16 per cent sales drop in housing sales in Greater Toronto Area in November compared to the same time last year has been a shock. A certain recession was predicted but 16 per cent is a lot more than anyone expected. This is the main reason why Toronto realtors are strengthening their call to abolish the land transfer tax. Several city councillors say that no matter how strong the calls will be the Municipal Land Transfer Tax now provides revenue that the city can't afford to lose.

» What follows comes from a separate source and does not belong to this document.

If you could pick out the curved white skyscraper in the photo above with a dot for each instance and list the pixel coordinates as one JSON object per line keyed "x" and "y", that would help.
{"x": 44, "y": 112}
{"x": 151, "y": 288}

TREB's chief government and public affairs officer Von Palmer argues that as the housing market slows – due in part to the tax — the city is losing millions in economic spinoffs. His calculations are supported by a 2009 study conducted by Altus Group Economic Consulting for The Canadian Real Estate Association that found that for each real estate transaction taken off the market in Canada, an average of $46,400 in economic spinoff is lost.
Things like furniture, appliances, renovations – these are a whole host of industries that depend on real estate, over and beyond the financial services and the legal industry.
Despite the drop in sales, prices remained firm. The average selling price was up by 1.6 per cent and reached $485,328. The MLS® Home Price Index (MLS® HPI) Composite Benchmark was up by 4.6 per cent compared to last year.
Sales of detached properties on the MLS® in November 2012 continued to decrease. Sales decreased by 13 per cent to 2718 units. The average price, however has not changed and stayed at $608,672. Detached houses have been the best selling house type past month.
Semi-detached houses saw the mildest recession of only 11 per cent. Last month 677 units was sold with an average price of $471,083. The average price is up 4 per cent.
Once over-heated condo market has been cooling down rapidly and last month sales fell by 25 percent compared to last year. There were 417 condos sold in November 2012. Average price of a condo unit decreased by 2 per cent and was $330,341.
"The moderate annual rate of price growth compared to previous months was largely due to a different mix in detached home sales this year compared to last, particularly in the City of Toronto. The share of detached homes that sold for over one-million dollars was down substantially, which influenced the overall average price," said Jason Mercer, TREB's Senior Manager of Market Analysis. "The MLS® HPI detached benchmark price, which tracks the price for a home with the same attributes over time, was up by almost six per cent in Toronto, suggesting that market conditions for low-rise homes remain quite tight despite a changing mix of sales," added Mercer.
The Toronto board continues to point fingers at Finance Minister Jim Flaherty and tighter mortgage rules he introduced in summer. Shortening of amortization lengths from 30 to 25 years reduced the ability of some consumers to borrow.
"Stricter mortgage lending guidelines, including a reduced maximum amortization period and a purchase price ceiling of one-million dollars for government insured mortgages, have prompted some buyers to move to the sidelines. This situation has been exacerbated in the City of Toronto because the additional up front land transfer tax takes money away from buyers that otherwise could be used for a larger down payment."
Jason Mercer, believes that some parts of the market have been more affected than others. "The moderate annual rate of price growth compared to previous months was largely due to a different mix in detached home sales this year compared to last, particularly in the City of Toronto. The share of detached homes that sold for over one-million dollars was down substantially, which influenced the overall average price," he said.
"Moderating home sales are expected to slow the pace of residential building, particularly in the overbuilt condo markets in Vancouver and Toronto," Bank of Nova Scotia economists said in a new forecast. More information and detailed forecast will be available in upcoming week.